Hopefully by this point we’re all on board with “-itis” meaning inflammation. In this case we’re talking about the gall bladder and inflammation and pain specific to it. The inflammation in question generally results from a prolonged blockage of the common bile duct, often resulting from gall stones. The pain from cholecystitis is found in the right upper quadrant 54% of the time and in the epigastric region 34% of the time. The pain generally comes and goes and is often cramping in nature, radiating to the back, flank and chest (1). For this reason, it is important to determine where the pain started before radiating and also to perform a 12 lead ECG for abdominal pain patients.
ABDOMINAL AORTIC ANEURYSM
An aneurysm is an out-pouching from an artery caused by a weakening of the arterial wall (see my post about CVA for some images of a cerebral aneurysm; same idea, different location). In the abdomen, pain can be caused by an aneurysm of the abdominal aorta, a life-threatening condition requiring rapid assessment and treatment. It is important to note that ultimately, the physical exam cannot totally rule out AAA from consideration. One of the most important findings in the patient examination for ruling in AAA is orthostatic vital signs. Since the patient often will not have large quantities of emesis or diarrhea, dehydration is ruled out as a cause of abnormal vital signs. A history of GI bleed symptoms (or lack thereof) will rule in or out that diagnosis as well. The classic presentation of AAA is historical hypertension, presenting with constant, severe abdominal pain, pulsating mass in the abdomen and profoundly positive orthostatic vital signs. It is important to note, however, that for symptomatic AAA, a palpable mass is only present in 18% of patients (1). For a ruptured AAA, the treatment is surgical. Think of this as a trauma patient; the speed with which a patient can bleed out is staggering. In this case, C3 transport is obviously indicated.

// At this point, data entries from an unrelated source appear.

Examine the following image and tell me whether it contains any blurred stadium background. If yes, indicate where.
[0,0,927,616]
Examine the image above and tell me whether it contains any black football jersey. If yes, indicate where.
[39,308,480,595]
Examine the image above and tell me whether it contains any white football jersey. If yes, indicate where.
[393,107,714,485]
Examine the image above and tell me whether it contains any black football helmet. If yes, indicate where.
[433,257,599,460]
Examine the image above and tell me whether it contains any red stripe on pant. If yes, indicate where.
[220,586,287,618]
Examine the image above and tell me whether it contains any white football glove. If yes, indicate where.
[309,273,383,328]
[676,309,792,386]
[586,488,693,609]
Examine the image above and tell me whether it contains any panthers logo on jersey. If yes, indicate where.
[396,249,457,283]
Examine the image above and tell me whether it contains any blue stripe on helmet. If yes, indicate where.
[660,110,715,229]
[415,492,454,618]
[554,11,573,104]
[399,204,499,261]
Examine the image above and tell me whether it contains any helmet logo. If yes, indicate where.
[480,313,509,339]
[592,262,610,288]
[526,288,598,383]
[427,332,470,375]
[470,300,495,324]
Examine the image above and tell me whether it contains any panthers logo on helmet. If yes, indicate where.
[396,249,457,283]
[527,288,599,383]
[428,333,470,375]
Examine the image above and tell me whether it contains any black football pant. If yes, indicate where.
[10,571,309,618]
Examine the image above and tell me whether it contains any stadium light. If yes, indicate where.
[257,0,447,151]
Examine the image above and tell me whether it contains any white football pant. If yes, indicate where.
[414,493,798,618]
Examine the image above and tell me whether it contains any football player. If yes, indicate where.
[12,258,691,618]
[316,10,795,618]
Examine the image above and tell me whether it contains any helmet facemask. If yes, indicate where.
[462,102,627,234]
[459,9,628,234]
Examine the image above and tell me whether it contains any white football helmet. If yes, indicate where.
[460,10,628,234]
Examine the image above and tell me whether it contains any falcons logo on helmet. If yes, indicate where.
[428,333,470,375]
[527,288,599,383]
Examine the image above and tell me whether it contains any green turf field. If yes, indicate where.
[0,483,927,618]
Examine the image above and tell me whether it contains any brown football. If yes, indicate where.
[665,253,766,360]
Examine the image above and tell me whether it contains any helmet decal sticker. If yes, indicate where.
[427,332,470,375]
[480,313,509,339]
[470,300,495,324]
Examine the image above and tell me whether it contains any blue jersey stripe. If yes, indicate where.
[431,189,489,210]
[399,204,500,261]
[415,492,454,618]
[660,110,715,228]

Abdominal pain is a frequent call for many EMS responders. Given the breadth of possible causes, it is important for practitioners to keep a high index of suspicion for life-threatening causes. Performing a thorough physical exam and history on patients with abdominal pain (even chronic ones!) will help to ensure that “must catch” diagnoses are caught. Do your patients a favor and make sure that you give them the benefit of the doubt, particularly with a complaint as complex as abdominal pain.
1 – Stern, Scott; Cifu, Adam; Altkorn, Diane. Symptom to Diagnosis: An Evidence-Based Guide. New York: Lange Medical Books, 2006.
2 – Lozeau, Anne-Marie; Potter, Beth. Diagnosis and Management of Ectopic Pregnancy. Am Fam Physician. 2005. 72(9): 1707-14.